Staggering across time, Rearden unfolds John’s story in three parallel tracks. As an outsider teacher, John struggles with local mistrust, but finds surprising allies by rejecting traditional white narratives in his Yup’ik classroom. Fleeing his ruined village, he struggles to survive with a blind, questioning orphan in tow. And with possible civilization in sight, he must hold his new family together while fleeing a faceless enemy who hunts humans for sport.
John’s quest exposes his inmost fears, testing whether his worries matter in the larger landscape. As a mixed-race outsider, he stands with his feet in both white and Yup’ik culture—making him part of neither. Lacking either Yup’ik tradition or white scientific certainty, he manages to avoid the pitfalls plaguing many other survivors. But he doesn’t understand most people he encounters. Like Jonah, John sees, but he doesn’t know.
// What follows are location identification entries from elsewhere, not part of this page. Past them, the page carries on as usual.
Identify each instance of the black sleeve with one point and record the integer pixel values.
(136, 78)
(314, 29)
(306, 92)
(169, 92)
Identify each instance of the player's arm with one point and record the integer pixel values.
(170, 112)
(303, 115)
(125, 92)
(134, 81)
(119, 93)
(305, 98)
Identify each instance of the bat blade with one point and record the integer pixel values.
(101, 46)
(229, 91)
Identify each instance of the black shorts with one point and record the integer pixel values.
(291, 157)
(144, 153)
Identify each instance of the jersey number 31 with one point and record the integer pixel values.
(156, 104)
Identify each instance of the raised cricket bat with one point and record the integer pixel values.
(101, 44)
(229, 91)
Rearden’s ending comes rather abruptly. Like Golding, he cannot quite let his characters embrace the Absurd, providing rescue when things seem bleakest. One almost wishes Rearden, like Camus, had let his characters surrender all hope. Ten more pages might have been revealing. What new humans might have emerged on the other side? Surely something different, darker, more visceral than Camus’ subtopical plague survivors.
But like Golding, Rearden’s minor epic will resonate with audiences not for its ending, but for its locomotive-like mass. He pushes his characters, and us with them, through the pits of human despair and casual savagery. And if he doesn’t necessarily take the final step himself, he invites readers to do so. Though he admits: you may not like what you see over there.